The Whitecaps currently lead the Midwest League with a 2.57 team ERA, over a half a run better than second-place Kane County. West Michigan also leads the league with in shutouts (12), walks (157) and team WHIP (1.12). Meanwhile, the ‘Caps have also played in 20 one-run games, in which they hold a 14-6 record, something that Rabelo really likes about his team.
“We are battled tested and I think that’s important if you want to be a good team or a team in the upper echelon of the standings,” Rabelo said. “You have to win one-run games, sometimes when you don’t have your closer or don’t have a setup guy, we’ve been through a lot.”
In the business of minor league baseball, managers deal with constant roster turnover as players are promoted and demoted. For Rabelo, he’s had to deal with two one of his top arms, Kyle Funkhouser and Bryan Garcia, being promoted to High-A Lakeland after blistering starts to the season.
Meanwhile, the Whitecaps have had to deal with some things that other teams haven’t. On May 29, the Whitecaps were involved in a bench-clearing ‘brawl’ so-to-speak after Whitecaps shortstop Daniel Pinero stepped on a baserunner’s ankle after a stolen base. Pinero would be suspended for five games while right-handed reliever, Eduardo Jimenez was handed thirty games for firing a baseball into the scrum.
“We’ve got our work cut out for us,” Rabelo said on the recent suspensions, “Our schedule is a little bit tougher than it has been coming up and we’re going to be a position player short for a number of games. Obviously, (Eduardo) Jimenez was throwing the ball well but we had a little talk recently about next man up. We’ll find a way to compete and that’s what we do,” Rabelo added.
From a player’s perspective, the Whitecaps continue to play and fight for each other, just like they did in Dayton after the benches cleared. At the time, the game between Dayton and West Michigan, two top teams in the Midwest League’s Eastern Division, was tied at one in the bottom of the sixth. However, West Michigan would win the game 2-1 in ten innings, rallying the roster.

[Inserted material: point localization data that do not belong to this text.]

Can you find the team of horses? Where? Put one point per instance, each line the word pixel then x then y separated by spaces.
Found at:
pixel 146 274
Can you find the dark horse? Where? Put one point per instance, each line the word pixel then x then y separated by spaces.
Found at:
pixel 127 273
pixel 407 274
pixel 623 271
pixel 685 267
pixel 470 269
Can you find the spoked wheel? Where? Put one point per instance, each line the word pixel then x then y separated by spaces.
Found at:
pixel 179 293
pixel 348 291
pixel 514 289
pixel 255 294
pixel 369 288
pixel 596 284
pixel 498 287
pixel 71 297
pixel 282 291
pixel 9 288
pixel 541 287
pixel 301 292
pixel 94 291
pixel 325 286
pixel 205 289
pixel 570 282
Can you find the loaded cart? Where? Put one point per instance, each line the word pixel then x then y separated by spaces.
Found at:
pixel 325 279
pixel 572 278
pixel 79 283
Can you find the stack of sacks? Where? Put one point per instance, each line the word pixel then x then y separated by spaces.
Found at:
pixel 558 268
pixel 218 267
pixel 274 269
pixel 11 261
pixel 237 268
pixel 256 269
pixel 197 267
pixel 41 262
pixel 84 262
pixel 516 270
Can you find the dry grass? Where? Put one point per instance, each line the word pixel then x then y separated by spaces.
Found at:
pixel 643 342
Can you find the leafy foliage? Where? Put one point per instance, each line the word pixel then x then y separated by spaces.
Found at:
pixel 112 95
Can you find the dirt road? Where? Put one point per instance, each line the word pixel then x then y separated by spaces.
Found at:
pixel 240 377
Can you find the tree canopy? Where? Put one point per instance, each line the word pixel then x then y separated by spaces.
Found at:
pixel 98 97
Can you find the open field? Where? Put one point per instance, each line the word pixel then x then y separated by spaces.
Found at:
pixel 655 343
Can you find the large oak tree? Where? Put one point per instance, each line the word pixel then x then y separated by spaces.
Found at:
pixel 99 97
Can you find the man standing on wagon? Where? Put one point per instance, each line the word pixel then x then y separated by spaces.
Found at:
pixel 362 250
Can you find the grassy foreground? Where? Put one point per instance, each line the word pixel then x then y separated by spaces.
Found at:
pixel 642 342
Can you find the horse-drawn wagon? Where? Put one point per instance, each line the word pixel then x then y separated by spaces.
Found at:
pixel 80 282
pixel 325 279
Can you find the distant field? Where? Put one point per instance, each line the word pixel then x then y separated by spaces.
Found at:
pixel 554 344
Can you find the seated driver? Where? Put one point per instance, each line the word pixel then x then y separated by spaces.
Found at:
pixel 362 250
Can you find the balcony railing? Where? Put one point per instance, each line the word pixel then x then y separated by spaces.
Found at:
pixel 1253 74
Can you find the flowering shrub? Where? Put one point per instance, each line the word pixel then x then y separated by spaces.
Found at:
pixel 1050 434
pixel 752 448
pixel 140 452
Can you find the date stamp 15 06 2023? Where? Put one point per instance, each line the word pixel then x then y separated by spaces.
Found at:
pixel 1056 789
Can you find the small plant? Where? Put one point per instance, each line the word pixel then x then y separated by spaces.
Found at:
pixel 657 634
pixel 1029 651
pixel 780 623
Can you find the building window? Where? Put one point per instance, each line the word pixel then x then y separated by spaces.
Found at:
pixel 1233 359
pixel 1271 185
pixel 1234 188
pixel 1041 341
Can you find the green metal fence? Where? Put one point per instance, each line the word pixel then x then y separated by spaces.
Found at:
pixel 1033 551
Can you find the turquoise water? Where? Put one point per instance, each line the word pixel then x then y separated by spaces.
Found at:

“A lot of us played together last season in Connecticut,” Whitecaps first baseman Blaise Salter told us, “A lot of our current coaches were with us there too. I think that makes for an easy clubhouse. We’ve got a lot of guys that are really unselfish and are willing to give each other’s at-bats up. We just play hard for each other, we’ve been down a lot and we fight our way back.”
Current West Michigan hitting coach Mike Hessman is another coach aside from Rabelo who was familiar with the roster before the season. Hessman became a baseball legend after hitting home run number 433 of his Minor League career on August 3rd, 2015, setting a new MiLB record for home runs in a career which broke a record that stood since 1937.
“(Mike) is one of the best,” Rabelo told us, “I played with him and he’s just a true pro. It’s good to see him in pro ball working with some of these younger hitters. He’s a great person and he played for 20 years, which is amazing. He’s as humble as they get, he’s a great friend of mine, and I’m just thrilled to be around him,” he added.
The Whitecaps are nearing in on locking up a playoff spot as the first half of the season draws to a close. West Michigan has won six Midwest League championships with the most recent coming two years ago in 2015. One thing is for certain, Mike Rabelo and his coaching staff has set the expectations high for the rest of the season as the Whitecaps continue to overcome adversity.